ProForma Support in OpenMS
This module in OpenMS provides support for handling ProForma strings that represent modifications in peptide and protein sequences. The ProForma notation allows for precise representation of modifications, such as mass shifts, post-translational modifications (PTMs), and terminal modifications on amino acids.
What is ProForma? ProForma is a standardized way to represent peptide modifications, including mass shifts and complex modifications, using string notation. This format is essential for handling modified sequences in proteomics pipelines.
This project implements parsing, validation, and handling of ProForma strings in OpenMS, enabling seamless integration of ProForma-modified sequences with the OpenMS platform.
Key Features
Parsing of ProForma strings into amino acid sequences with modifications.
Support for various modification types: Standard modifications (e.g., Phospho, Acetyl)
Controlled vocabulary (CV) modifications (e.g., UNIMOD, MOD, RESID)
Mass shifts (e.g., +15.99)
N-terminal/C-terminal modifications
Ambiguous modifications
Reconstruction of ProForma strings from amino acid sequences with modifications for output or further use.
Modification validation: Ensures that all modifications are supported by OpenMS's ModificationsDB.
Supported Modifications
The following types of modifications are supported:
UNIMOD: Unified Modifications
MOD: PSI-MOD controlled vocabulary
RESID: Residue modifications
Standard Modifications: Common modifications such as Phospho, Acetyl, etc.
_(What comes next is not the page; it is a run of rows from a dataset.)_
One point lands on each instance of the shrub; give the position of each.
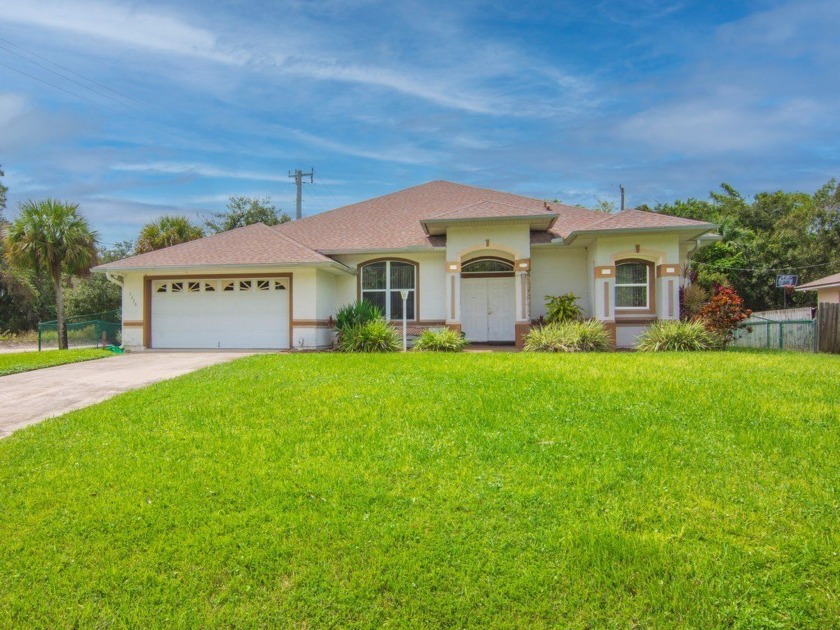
(442, 340)
(360, 312)
(562, 308)
(724, 313)
(678, 336)
(373, 336)
(586, 336)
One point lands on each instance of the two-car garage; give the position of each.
(222, 312)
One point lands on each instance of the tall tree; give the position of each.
(3, 191)
(52, 236)
(242, 211)
(167, 231)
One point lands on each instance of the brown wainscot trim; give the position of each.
(640, 312)
(634, 321)
(147, 295)
(611, 329)
(396, 259)
(607, 271)
(313, 323)
(668, 270)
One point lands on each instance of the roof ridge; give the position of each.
(483, 201)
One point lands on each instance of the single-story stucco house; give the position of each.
(472, 259)
(828, 289)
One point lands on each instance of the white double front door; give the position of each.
(488, 309)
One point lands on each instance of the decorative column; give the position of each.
(522, 270)
(453, 296)
(604, 299)
(668, 290)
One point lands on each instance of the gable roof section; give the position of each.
(489, 212)
(256, 244)
(821, 283)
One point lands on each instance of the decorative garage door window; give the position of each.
(381, 285)
(632, 285)
(487, 266)
(213, 286)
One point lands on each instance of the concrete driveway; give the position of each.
(30, 397)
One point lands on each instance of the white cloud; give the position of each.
(198, 170)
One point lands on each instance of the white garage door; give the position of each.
(220, 313)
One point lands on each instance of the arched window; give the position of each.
(487, 266)
(632, 285)
(381, 284)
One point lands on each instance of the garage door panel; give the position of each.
(221, 319)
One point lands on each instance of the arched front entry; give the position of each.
(488, 300)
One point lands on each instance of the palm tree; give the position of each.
(52, 236)
(166, 231)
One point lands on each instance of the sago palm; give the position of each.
(51, 236)
(166, 231)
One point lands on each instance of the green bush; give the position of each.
(441, 340)
(373, 336)
(673, 335)
(562, 308)
(572, 336)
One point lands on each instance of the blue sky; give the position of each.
(192, 103)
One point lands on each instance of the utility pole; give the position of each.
(299, 175)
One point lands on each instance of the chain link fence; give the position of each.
(768, 334)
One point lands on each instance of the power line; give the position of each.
(760, 270)
(58, 87)
(81, 76)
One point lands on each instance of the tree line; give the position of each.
(47, 252)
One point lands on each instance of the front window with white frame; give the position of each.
(632, 285)
(381, 283)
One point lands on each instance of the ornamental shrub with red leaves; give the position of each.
(724, 312)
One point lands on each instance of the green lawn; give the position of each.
(483, 490)
(13, 362)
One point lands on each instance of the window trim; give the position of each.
(360, 269)
(650, 295)
(510, 273)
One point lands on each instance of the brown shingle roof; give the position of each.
(828, 281)
(393, 221)
(256, 244)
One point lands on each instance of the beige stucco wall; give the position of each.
(555, 271)
(468, 242)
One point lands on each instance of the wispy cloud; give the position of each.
(145, 28)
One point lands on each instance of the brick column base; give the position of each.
(522, 329)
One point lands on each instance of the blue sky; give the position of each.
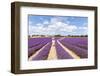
(53, 25)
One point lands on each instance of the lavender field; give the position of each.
(50, 48)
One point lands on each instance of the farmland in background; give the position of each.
(57, 47)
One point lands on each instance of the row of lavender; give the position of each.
(78, 45)
(35, 44)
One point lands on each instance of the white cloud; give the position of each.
(53, 27)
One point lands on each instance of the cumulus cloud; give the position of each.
(52, 27)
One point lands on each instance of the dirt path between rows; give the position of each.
(52, 54)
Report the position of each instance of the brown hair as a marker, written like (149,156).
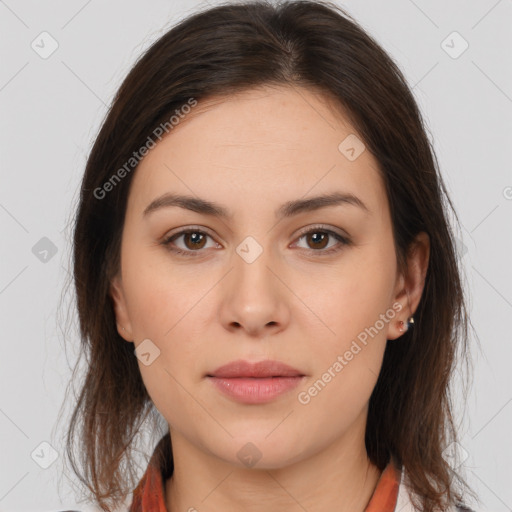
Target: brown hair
(228,49)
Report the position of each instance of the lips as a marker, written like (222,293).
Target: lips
(255,383)
(261,369)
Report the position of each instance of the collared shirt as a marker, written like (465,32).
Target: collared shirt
(149,495)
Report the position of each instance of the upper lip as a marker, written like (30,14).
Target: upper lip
(261,369)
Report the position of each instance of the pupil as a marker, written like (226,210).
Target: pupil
(318,237)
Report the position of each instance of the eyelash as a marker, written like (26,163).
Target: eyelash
(344,241)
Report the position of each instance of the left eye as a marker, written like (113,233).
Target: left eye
(319,238)
(194,240)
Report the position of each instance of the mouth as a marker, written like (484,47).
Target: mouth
(255,383)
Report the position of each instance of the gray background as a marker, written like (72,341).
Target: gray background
(51,111)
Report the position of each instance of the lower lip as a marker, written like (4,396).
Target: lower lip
(255,391)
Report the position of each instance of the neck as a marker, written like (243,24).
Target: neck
(339,478)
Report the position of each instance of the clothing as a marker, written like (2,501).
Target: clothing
(149,496)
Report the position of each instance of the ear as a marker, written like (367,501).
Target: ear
(409,287)
(120,309)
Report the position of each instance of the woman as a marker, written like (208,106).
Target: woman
(262,256)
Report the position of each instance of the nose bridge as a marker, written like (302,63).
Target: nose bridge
(252,261)
(254,297)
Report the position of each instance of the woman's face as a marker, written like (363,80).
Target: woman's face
(253,285)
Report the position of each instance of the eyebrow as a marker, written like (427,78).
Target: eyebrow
(288,209)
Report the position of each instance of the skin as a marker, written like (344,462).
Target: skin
(251,153)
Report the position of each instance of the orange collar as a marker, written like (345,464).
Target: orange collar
(149,495)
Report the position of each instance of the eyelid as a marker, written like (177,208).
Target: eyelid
(343,239)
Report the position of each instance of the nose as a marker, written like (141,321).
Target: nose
(254,297)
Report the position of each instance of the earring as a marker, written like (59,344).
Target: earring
(410,323)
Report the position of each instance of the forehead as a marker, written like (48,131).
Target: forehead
(267,145)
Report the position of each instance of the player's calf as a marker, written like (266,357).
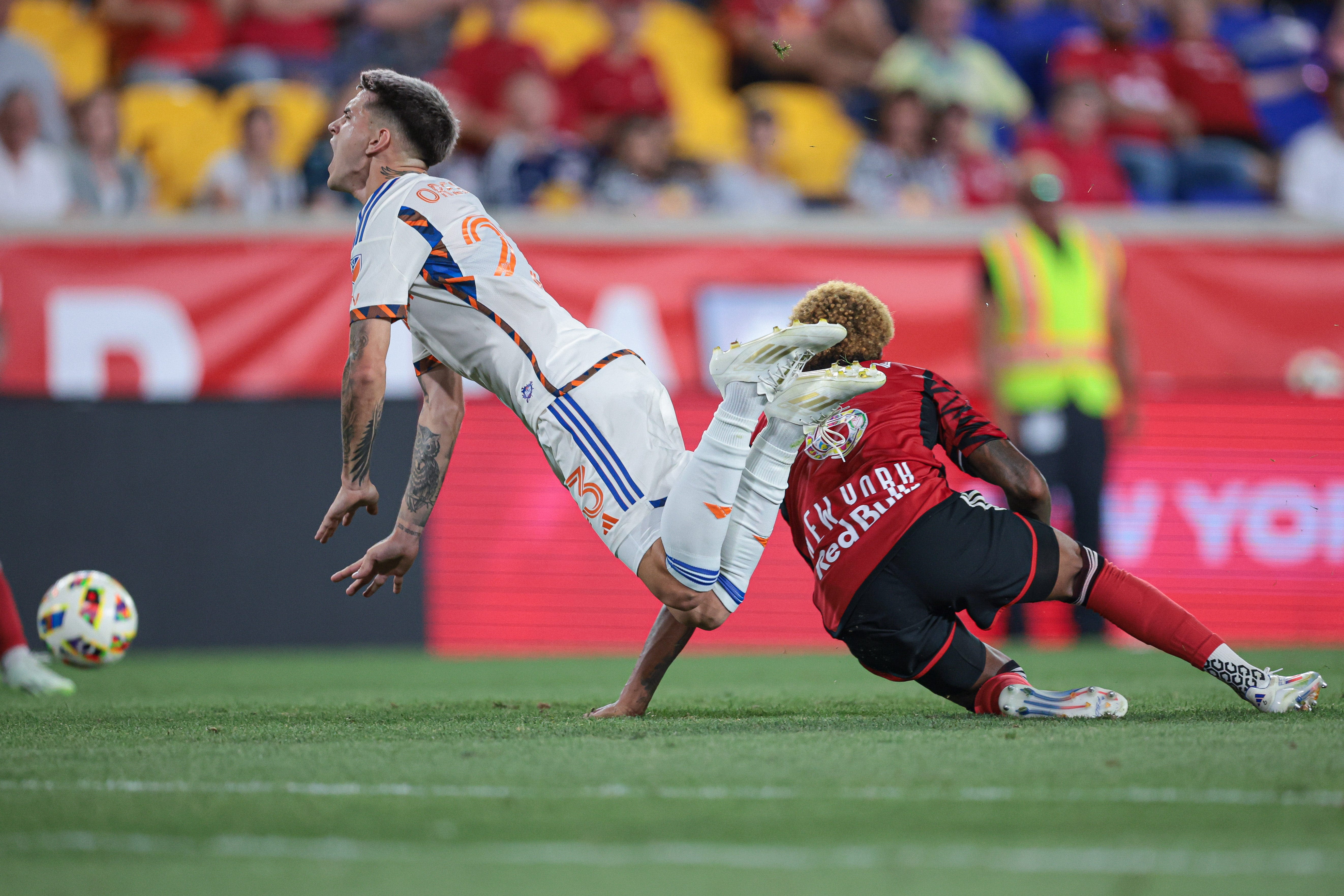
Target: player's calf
(699,609)
(1136,608)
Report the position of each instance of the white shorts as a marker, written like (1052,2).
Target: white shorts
(616,445)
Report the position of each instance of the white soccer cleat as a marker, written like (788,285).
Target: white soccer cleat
(1084,703)
(812,397)
(775,359)
(1287,694)
(29,672)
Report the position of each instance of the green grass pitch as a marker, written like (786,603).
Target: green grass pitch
(394,773)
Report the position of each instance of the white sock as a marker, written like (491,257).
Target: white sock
(13,656)
(764,483)
(1238,675)
(695,519)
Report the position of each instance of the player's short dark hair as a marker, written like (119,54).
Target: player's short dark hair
(417,109)
(862,314)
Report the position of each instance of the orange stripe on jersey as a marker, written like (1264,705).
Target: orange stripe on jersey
(378,312)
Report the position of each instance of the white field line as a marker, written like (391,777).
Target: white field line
(1078,860)
(1324,798)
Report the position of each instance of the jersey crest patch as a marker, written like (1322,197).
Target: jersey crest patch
(836,437)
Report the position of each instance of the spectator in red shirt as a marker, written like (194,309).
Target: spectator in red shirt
(474,79)
(1206,76)
(983,178)
(169,39)
(1154,135)
(1077,147)
(616,83)
(287,39)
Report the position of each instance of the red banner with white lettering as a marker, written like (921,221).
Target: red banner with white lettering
(1233,504)
(173,319)
(1233,500)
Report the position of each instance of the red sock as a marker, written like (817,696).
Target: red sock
(1148,614)
(11,631)
(987,699)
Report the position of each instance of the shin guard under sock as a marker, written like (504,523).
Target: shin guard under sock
(1142,610)
(11,629)
(764,483)
(695,519)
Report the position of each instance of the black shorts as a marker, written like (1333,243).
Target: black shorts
(966,554)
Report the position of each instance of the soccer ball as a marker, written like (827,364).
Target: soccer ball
(88,618)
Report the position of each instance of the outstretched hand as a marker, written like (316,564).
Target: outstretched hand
(389,559)
(342,511)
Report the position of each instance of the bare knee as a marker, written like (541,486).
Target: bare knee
(1070,565)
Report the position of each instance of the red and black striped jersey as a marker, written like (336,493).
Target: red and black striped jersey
(869,472)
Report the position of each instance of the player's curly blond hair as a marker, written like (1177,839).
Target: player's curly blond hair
(854,308)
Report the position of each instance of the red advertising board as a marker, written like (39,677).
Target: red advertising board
(1248,533)
(267,319)
(1233,500)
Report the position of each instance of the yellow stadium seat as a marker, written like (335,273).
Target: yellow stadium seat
(300,109)
(693,64)
(564,32)
(818,142)
(76,45)
(179,129)
(689,54)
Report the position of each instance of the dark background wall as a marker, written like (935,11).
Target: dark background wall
(206,512)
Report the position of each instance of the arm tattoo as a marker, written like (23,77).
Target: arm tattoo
(357,456)
(426,473)
(362,454)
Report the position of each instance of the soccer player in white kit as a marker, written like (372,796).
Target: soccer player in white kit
(691,526)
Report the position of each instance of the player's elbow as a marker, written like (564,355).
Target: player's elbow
(1027,487)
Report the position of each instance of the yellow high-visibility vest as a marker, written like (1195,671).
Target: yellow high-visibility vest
(1054,317)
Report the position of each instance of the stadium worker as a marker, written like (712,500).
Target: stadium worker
(897,553)
(1056,348)
(428,254)
(19,667)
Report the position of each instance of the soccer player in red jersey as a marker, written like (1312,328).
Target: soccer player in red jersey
(897,553)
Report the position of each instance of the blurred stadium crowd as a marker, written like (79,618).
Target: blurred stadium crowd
(671,108)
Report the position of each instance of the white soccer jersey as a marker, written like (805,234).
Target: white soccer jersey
(428,253)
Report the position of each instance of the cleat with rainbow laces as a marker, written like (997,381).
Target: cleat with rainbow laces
(773,360)
(1082,703)
(1287,694)
(811,398)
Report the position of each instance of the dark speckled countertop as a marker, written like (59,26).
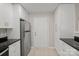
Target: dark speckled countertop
(71,42)
(7,43)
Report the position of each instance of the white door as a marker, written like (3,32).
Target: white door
(40,32)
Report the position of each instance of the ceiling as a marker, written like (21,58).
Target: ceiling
(40,7)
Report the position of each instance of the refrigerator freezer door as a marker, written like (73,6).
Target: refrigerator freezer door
(27,43)
(27,26)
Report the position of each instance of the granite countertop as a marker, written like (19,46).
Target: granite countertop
(71,42)
(5,45)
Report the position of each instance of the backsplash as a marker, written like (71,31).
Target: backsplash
(2,33)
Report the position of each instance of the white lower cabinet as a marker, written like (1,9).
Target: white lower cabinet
(66,50)
(14,49)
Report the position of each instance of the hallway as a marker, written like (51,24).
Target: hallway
(43,52)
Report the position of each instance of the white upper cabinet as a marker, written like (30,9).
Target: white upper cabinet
(6,15)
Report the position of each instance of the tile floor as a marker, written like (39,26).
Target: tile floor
(43,52)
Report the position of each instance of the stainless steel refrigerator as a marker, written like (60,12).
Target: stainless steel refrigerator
(25,36)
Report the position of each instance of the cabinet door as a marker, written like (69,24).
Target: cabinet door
(6,15)
(14,49)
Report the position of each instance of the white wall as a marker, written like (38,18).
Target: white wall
(6,15)
(65,17)
(46,40)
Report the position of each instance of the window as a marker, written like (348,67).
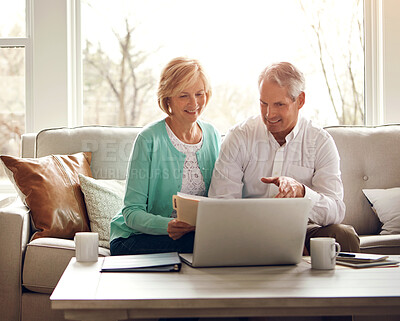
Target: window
(13,53)
(125,44)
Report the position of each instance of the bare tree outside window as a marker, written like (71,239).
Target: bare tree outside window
(343,67)
(123,60)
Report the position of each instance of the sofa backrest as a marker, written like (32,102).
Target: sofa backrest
(370,158)
(110,146)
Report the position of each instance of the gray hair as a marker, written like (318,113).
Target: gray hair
(285,75)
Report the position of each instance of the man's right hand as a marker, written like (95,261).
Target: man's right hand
(176,229)
(287,186)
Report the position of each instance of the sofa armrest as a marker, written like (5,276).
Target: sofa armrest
(14,236)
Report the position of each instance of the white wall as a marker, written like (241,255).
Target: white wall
(391,60)
(50,64)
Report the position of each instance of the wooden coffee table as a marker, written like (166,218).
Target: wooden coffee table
(83,293)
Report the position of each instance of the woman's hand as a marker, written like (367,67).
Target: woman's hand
(176,229)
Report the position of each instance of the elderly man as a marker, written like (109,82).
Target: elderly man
(281,154)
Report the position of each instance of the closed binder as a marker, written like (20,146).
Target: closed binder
(159,262)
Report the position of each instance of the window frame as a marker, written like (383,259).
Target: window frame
(22,42)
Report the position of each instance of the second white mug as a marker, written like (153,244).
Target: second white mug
(324,251)
(86,246)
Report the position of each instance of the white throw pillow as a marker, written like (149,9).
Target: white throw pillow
(386,204)
(104,198)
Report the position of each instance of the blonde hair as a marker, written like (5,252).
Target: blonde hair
(285,75)
(178,74)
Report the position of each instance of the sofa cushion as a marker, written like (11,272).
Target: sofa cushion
(110,146)
(365,163)
(104,198)
(386,204)
(380,244)
(45,261)
(49,186)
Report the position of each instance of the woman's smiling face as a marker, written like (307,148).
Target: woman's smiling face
(189,104)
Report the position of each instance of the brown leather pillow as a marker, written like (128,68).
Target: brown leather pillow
(50,188)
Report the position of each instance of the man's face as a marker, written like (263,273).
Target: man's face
(279,112)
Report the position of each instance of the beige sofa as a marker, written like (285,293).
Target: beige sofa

If a modification is not supported, the ProForma class will raise an exception and provide feedback to the user.
Unit Testing
Unit tests are provided to ensure the functionality of the ProForma class. Key tests include:
Basic Modifications: Parsing and validating simple modifications like Phospho, Acetyl.
CV Modifications: Testing modifications from controlled vocabularies such as UNIMOD, MOD, and RESID.
Mass Shifts: Verifying the parsing of mass shift modifications like +15.99.
Validation: Ensuring unsupported modifications are caught.